Eleven percent of patients in the conventional-dose group required subsequent androgen-deprivation therapy to prevent recurrences vs 6% in the high-dose group.
“High-dose conformal therapy was associated with about a 50% reduction in the chance of receiving subsequent androgen-deprivation therapy,” Dr. Rossi said.
About 2% of patients in both groups had late urinary or rectal complications of Grade 3 or higher. “Dose escalation was achieved without any significant increase in Grade 3 or higher gastrointestinal or genitourinary toxicities,” Dr. Rossi said.
A second study presented at the meeting confirmed the safety of the technique. The researchers followed 212 men enrolled in one of three prospective trials of proton therapy for at least one year.
“Fewer than one percent of patients suffered Grade 3 genitourinary side effects, and less than one-half of one percent suffered Grade 3 GI toxicities,” said Nancy P. Mendenhall, MD, Professor of Radiation Oncology at the University of Florida, adding that most of the patients who did had pretreatment conditions that might have predicted for these side effects.
Still Hotly Debated
Based on conversations with oncologists attending the meeting, though, despite the positive findings of both studies the role of proton-beam therapy in the future treatment of prostate cancer patients is still a hot topic of debate.
Dr. Rossi said he believes that proton-beam therapy will become the radiation treatment of choice for prostate cancer over the next decade. The bottom line, he said, is that “high-dose conformal radiation therapy delivered via a conformal proton-beam boost conveys a long-term advantage in terms of reducing the rate of biochemical failure for patients with low- and intermediate-risk prostate cancer.”
Said Farzan Siddiqui, MD, PhD, a radiation oncologist at Henry Ford Hospital in Detroit, who was not involved with either of the studies: “The Holy Grail of radiation oncology is to deliver more radiation to the target and spare healthy tissues and organs, and this is the promise we are seeing with proton therapy.”
But Alan Pollack, MD, PhD, Chair of Radiation Oncology at the University of Miami, said, “Many of us do not think proton-beam therapy will be the standard in the future.”
Noting that it is very expensive, he said that it does not offer “real advantages in terms of control and side effects,” compared with conventional forms of radiation.
Currently, only about six medical centers in the United States, including Loma Linda and the University of Florida, have proton therapy capabilities, but several other facilities are opening up in the near future, Dr. Mendenhall said.
While the treatment can be expensive—up to 50% more than conventional radiation therapy—she said she expects costs to come down as availability rises.
Dr.
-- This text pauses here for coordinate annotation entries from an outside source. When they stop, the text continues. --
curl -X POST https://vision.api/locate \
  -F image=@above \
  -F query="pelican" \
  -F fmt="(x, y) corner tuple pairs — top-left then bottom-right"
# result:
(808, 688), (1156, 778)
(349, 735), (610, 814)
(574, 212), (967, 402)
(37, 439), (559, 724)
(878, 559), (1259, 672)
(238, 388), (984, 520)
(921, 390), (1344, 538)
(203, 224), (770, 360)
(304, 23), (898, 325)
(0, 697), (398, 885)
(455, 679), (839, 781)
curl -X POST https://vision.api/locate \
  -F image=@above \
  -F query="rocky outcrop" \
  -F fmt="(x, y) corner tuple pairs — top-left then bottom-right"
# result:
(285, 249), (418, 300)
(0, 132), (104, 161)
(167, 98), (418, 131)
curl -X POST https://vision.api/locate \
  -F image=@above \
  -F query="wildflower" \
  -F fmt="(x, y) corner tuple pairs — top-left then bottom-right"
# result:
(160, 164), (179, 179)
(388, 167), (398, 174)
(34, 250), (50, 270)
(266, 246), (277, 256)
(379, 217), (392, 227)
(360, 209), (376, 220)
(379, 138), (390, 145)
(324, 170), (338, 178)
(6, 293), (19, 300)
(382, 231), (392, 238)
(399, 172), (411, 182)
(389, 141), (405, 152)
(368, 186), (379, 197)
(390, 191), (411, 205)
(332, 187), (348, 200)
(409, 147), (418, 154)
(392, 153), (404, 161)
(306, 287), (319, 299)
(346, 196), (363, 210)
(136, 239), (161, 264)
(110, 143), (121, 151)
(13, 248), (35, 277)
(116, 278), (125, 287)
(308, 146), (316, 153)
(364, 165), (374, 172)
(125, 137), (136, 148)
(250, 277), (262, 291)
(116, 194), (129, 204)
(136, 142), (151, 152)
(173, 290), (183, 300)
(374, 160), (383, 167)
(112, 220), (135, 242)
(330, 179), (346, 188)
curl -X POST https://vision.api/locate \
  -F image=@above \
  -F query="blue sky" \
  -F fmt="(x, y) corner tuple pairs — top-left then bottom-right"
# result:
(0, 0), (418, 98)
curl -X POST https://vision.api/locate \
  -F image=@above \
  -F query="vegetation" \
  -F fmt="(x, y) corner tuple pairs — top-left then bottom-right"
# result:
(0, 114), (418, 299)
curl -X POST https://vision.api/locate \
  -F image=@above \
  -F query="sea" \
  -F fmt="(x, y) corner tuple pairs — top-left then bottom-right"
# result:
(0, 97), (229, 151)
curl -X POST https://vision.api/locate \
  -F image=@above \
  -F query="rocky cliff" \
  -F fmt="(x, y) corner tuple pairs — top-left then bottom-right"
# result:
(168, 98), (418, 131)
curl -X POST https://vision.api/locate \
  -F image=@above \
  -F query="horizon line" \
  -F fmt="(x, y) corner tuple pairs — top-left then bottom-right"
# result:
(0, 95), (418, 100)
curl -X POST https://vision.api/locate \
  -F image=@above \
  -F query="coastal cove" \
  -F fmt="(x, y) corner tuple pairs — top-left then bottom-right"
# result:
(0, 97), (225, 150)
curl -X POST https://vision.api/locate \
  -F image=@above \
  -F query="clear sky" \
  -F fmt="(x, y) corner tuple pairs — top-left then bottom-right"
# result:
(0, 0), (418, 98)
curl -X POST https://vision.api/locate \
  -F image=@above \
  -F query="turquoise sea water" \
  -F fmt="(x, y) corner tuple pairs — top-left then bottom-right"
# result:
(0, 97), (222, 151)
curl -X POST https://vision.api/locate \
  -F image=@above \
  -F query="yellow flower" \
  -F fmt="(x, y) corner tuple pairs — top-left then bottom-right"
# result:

Siddiqui agreed and pointed to laptop computers as a case in point. “When those computers were first on the market, they cost around $5,000. But [now years later] you can get devices that are more compact and much more powerful for about $200.”
ASTRO 2009–2010 President Anthony L. Zietman, MD, the Jenot W. and William U. Shipley Professor of Radiation Oncology at Harvard Medical School, said he remains unsure about what the role of proton beam therapy will become.
“It is very expensive, but that could change. On other hand, we don't have long-term data on side effects, and most complications of radiation don't show up until years down the line. Also, there are other ways to deliver extra radiation beside proton beams. We're just going have to wait and see.”
There is also the role in other cancers to consider, said William M. Mendenhall, MD, Professor of Radiation Oncology at the University of Florida and Dr. Nancy's Mendenhall's husband.
He told OT that he thinks proton-beam therapy will prove useful for pediatric patients with solid brain or skull-based tumors, where targeted delivery of radiation is essential.